Commercial Observer: What’s your take on the doom-and-gloom mall headlines?
Dobrowski: My opinion is, it’s very overblown—the “death of the mall” headline.
Do you only deal with noncore assets?
Look, all the REITs want to hold onto their good assets obviously, or assets that they feel they can add value to so our business today is really split 50-50—50 percent of our sales come from the REITs that are shedding their non-core assets and then the other 50, plus or minus, come from [commercial mortgage-backed securities] special servicers and lenders that have taken back a lot of these malls over the last decade that were overleveraged and now are in many cases distressed. I grew this business out of the distressed mall market [back] in 2011, 2012 when malls started to sell again. A lot of the mall REITS, when these loans came due, and even today, when they come due, if they can’t refinance out of them, they’ll just give the keys back to the lender and that obviously is the beauty of CMBS financing. One of the best sources of lending for regional malls is CMBS debt.
Why is that?
I think because that’s where there is the biggest appetite for that type of loan. A lot of the insurance companies and a lot of the balance-sheet lenders typically have shied away from regional malls, just given the complexities behind them. They’re relatively illiquid in markets. And CMBS historically was the go-to source of financing [for regional malls]. That’s started to change now because obviously the headlines about malls are pretty tough. So that’s really why you see, [with] a lot of the sales today, the valuations are much lower than people ever really anticipated, even though we’re obviously in a really great economic cycle and there’s growth and retailers are doing well in many cases. But buyers are just underwriting out all of the risk associated with most malls. The proof is in the pudding. The reality is a lot of these malls are suffering around the country.
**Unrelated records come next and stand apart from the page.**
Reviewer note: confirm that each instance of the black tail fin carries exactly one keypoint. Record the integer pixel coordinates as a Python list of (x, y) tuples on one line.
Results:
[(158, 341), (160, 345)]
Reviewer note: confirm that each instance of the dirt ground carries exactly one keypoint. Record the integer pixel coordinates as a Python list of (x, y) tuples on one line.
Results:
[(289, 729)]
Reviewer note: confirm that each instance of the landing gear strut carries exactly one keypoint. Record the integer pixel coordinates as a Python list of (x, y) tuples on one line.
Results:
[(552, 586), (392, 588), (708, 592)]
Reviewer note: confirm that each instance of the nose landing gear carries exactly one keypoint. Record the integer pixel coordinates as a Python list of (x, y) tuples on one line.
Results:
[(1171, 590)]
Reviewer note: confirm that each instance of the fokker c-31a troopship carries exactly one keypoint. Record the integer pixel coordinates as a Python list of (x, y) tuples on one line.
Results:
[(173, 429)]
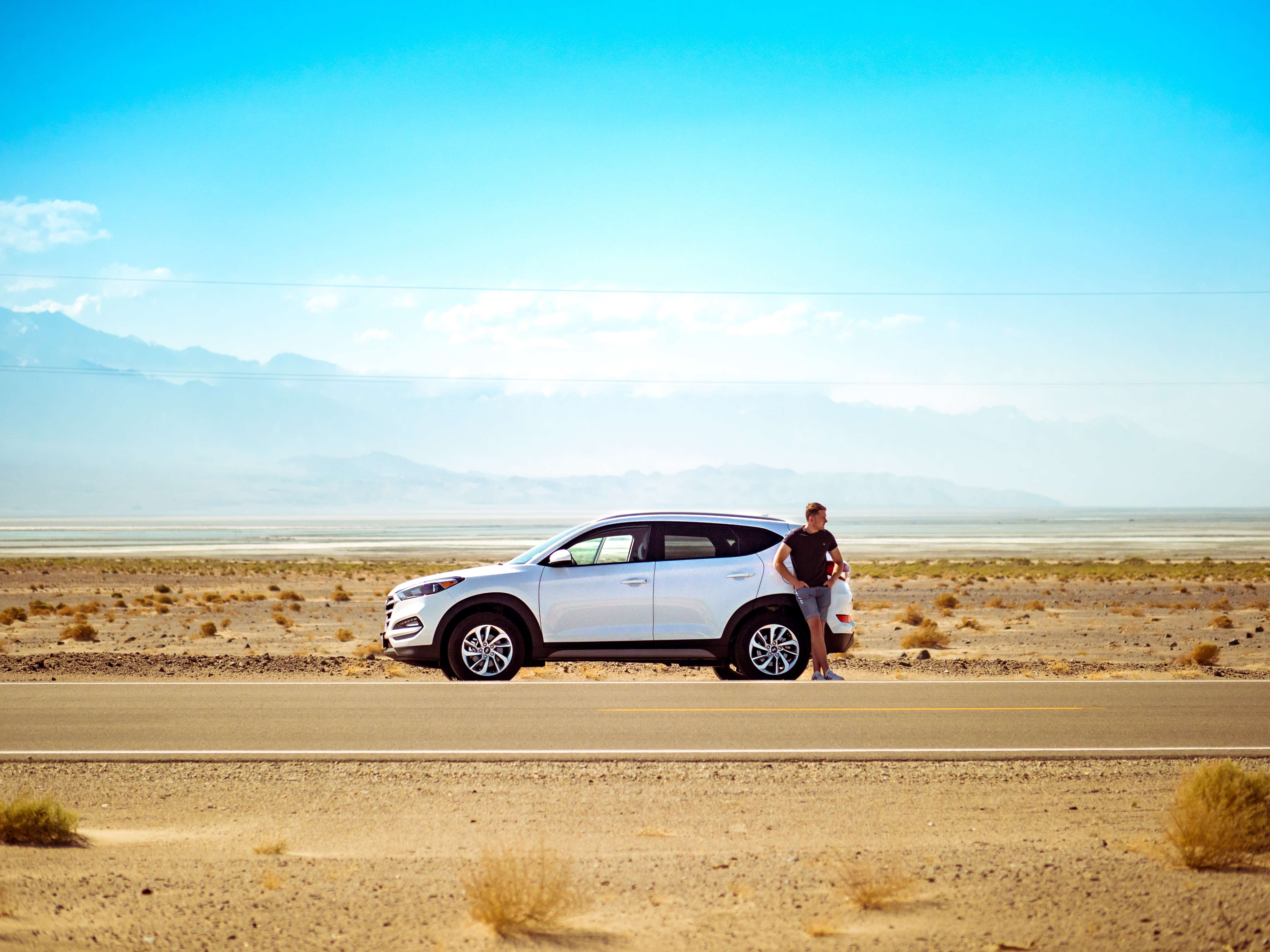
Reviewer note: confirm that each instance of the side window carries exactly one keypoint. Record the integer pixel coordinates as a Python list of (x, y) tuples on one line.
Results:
[(754, 540), (620, 544), (699, 541)]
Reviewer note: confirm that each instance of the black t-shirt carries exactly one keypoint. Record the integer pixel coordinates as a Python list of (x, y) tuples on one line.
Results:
[(808, 551)]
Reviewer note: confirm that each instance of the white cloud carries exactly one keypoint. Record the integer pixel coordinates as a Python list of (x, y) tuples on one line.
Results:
[(36, 226), (48, 306), (323, 303), (541, 319)]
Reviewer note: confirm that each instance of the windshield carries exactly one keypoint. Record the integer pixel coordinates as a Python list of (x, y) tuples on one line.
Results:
[(544, 547)]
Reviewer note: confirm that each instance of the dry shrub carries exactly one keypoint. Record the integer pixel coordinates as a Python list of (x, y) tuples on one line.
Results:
[(1205, 654), (911, 616), (928, 635), (524, 893), (1221, 817), (873, 889), (37, 823), (13, 615), (81, 631)]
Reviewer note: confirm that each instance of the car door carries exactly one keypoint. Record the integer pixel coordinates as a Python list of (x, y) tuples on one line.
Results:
[(606, 595), (703, 577)]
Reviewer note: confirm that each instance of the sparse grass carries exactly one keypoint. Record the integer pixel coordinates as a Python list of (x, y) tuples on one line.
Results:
[(1205, 654), (37, 823), (81, 631), (911, 616), (872, 889), (530, 893), (820, 928), (1221, 817), (928, 635)]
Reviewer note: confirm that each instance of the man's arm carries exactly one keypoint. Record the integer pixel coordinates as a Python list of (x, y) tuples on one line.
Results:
[(837, 567), (779, 564)]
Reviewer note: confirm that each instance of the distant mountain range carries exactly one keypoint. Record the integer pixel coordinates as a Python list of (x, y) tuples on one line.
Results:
[(102, 445)]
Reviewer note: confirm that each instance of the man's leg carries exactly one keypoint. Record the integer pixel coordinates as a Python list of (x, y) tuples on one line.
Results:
[(820, 657)]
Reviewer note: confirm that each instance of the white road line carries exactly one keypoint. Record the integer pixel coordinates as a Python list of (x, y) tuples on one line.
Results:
[(652, 751)]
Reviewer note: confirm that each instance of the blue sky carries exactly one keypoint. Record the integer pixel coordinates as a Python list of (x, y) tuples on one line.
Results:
[(1002, 148)]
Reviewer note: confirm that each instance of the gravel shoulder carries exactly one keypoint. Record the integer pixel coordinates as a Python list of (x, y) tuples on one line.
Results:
[(674, 856)]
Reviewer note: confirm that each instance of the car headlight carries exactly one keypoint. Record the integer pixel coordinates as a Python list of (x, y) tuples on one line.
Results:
[(427, 588)]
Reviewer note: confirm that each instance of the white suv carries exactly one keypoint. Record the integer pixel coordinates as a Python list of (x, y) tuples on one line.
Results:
[(671, 588)]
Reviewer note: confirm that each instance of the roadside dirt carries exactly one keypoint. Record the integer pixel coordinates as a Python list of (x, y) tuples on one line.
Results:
[(1027, 628), (680, 856)]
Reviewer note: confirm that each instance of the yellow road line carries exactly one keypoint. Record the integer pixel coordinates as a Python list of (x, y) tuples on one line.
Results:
[(695, 710)]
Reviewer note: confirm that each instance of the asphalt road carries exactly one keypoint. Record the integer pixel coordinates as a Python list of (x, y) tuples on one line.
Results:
[(853, 720)]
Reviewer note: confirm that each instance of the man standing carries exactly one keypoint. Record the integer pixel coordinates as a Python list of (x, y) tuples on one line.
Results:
[(808, 545)]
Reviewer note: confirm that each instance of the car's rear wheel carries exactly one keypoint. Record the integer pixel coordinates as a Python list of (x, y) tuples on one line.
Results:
[(771, 647), (486, 647)]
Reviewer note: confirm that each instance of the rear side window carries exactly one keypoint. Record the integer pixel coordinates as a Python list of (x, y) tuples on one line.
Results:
[(713, 541), (752, 540)]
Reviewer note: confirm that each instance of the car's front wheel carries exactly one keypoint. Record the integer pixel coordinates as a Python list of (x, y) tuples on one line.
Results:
[(771, 648), (486, 647)]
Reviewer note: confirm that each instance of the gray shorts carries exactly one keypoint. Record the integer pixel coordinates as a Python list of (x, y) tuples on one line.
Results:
[(815, 602)]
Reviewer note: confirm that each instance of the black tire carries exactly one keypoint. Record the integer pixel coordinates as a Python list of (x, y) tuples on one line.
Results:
[(486, 647), (773, 647)]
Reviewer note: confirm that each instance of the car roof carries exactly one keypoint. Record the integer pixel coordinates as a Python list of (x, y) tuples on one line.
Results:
[(689, 516)]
Have the mall owners found financing materially more difficult?
Yes. In the last 24 months, in particular, I would say financing has become one of the major hot points or constraints with respect to really selling bigger malls that require real financing. Because the equity check gets bigger, the number of players gets smaller who can stroke a big check to take down a $50-plus-million-dollar mall, which is a big deal today. Ten, 15 years ago, we were selling malls at $100 [million] and $200 million valuations. If you look at 2017, most malls were, call it between $20 million and $60 million, plus or minus, that sold.
How would you characterize lenders’ level of caution?
Well, much like buyers—but even more. They’re much more cautious where they are really concentrated on two or three main aspects. One is who the sponsor is: Do they have a track record? Do they have an expertise in the space? Because there are a lot of new owners and new buyers starting to enter the mall field today. Next, it’s starting to get into the property: Who are the anchors? What’s my anchor risk? Do I have a Sears, Bon-Ton, JCPenney, a Macy’s, kind of a lot of the anchors that are worrisome today for a lot of folks, and what does that risk look like in relation to really the rest of the mall and what are the options of re-tenanting those spaces? The third one is really then, Who’s the competition for that mall in that given market?
What are the most essential differentiating factors between malls with a positive outlook and those with more cause for concern?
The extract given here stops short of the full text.